The United Kingdom’s Royal Mint has revealed five 2021 coin designs celebrating British milestones, anniversaries and moments in the upcoming year.
The new commemorative coins are available in the mint’s “Annual Set,” and a commissioned artist created each design.
The 2021 Annual Set will commemorate:
- Queen Elizabeth II’s 95th birthday on a £5 coin;
- Scottish novelist, poet and playwright Walter Scott’s 250th birth anniversary on a £2 coin;
- Scottish inventor and electrical engineer John Logie Baird on a 50-pence coin;
- the 50th anniversary of decimalization on a 50-pence coin; and
- English writer H.G. Wells on a £2 coin.
“Each coin is a miniature work of art and has been designed as a treasured keepsake or gift,” said Clare Maclennan, a director with the mint. “This year’s Annual Set is particularly special for the Royal Mint as we celebrate one of the biggest milestones in our 1,100-year history – the anniversary of decimalization. This was one of the largest and most intensive public awareness campaigns ever staged by the government and introduced the coins that we know today. Decimalization was the birth of modern coin collecting, and it is fitting that the anniversary has been celebrated on a 50 pence – which is Britain’s most loved coin.”
The commemorative set will be available to purchase online, via royalmint.com, in a range of precious metal and base proof finishes, including a proof set; a “premium” proof set; a gold proof set; a silver proof piedfort set; and a Brilliant Uncirculated set.
H.G. WELLS DESIGN ERRORS
The coin marking the 75th anniversary of Wells’ death has already earned the ire of his fans for several apparent design errors.
“As someone who particularly likes one of his very famous stories, can I just note that the big walking machine on the coin has four legs? Four legs. The man famous for creating the Martian TRIpod,” wrote artist Holly Humphries on Twitter. “How many people did this have to go through? Did they know how to count?”
Science fiction novelist and professor of 19th-century literature Adam Roberts, who’s the author of a Wells biography and vice-president of the HG Wells Society, agreed “it would have been nicer for them to get things right,” according to a report from the U.K.’s Guardian.
The depiction of the Invisible Man, Roberts said, incorrectly uses a top hat rather than the “wide-brimmed hat” described in Wells’ 1897 sci-fi novel, The Invisible Man.
“I’d say Wells would be annoyed by this carelessness,” Roberts told the Guardian. “He took immense pains to get things right in his own work—inviting translators of his book to stay with him to help the process and minimize errors and so on.”
A Royal Mint representative told the Guardian the 1,000-year-old minting operation created the coin “to celebrate the life and works of HG Wells … as imagined by designer Chris Costello.”

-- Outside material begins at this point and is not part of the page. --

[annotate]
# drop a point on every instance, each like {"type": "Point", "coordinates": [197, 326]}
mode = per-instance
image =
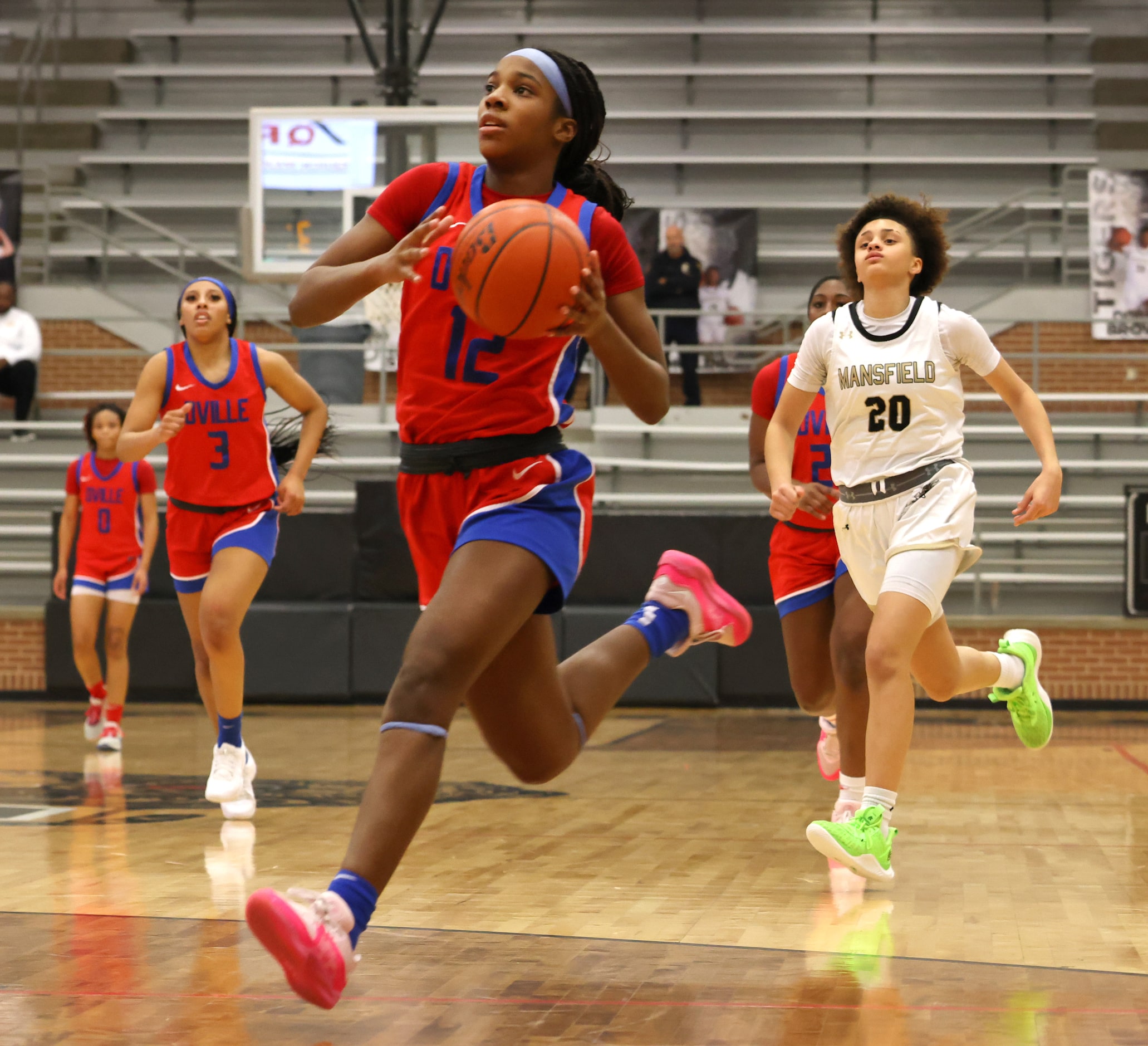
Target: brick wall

Costello’s inspiration reportedly came from “vintage HG Wells book covers and movie posters,” according to the Guardian report.
In addition to the Wells coin, a £5 piece will celebrate Queen Elizabeth II becoming the first British monarch to reach the age of 95 on April 21.
Since 1990, the Royal Mint has issued £5 coins commemorating events of national significance – often a royal theme – including the Queen Mother’s 90th birthday and other key royal anniversaries.
The 2021 £5 coin will display the current Queen’s year of birth, 1926, alongside the current year and the royal cipher “EIIR.” The coin will also feature a quote: “My heart and my devotion,” referring to the Queen’s first televised Christmas broadcast in 1957.
“In the old days the monarch led his soldiers on the battlefield and his leadership at all times was close and personal,” she said in 1957. “Today things are very different. I cannot lead you into battle, I do not give you laws or administer justice, but I can do something else. I can give you my heart and my devotion to these old islands and to all the peoples of our brotherhood of nations.”
Also part of the 2021 Annual Set, a £2 coin will celebrate the 250th birth anniversary of Scott, an Edinburgh novelist whose work includes The Waverley Novels.
Lastly, a pair of 50-pence coins will mark the 75th anniversary of Baird’s death (the Helensburgh-born engineer is known as the first person to demonstrate a working television) plus the 50th anniversary of the day the British currency was updated from shillings, pounds and pence to the decimal system.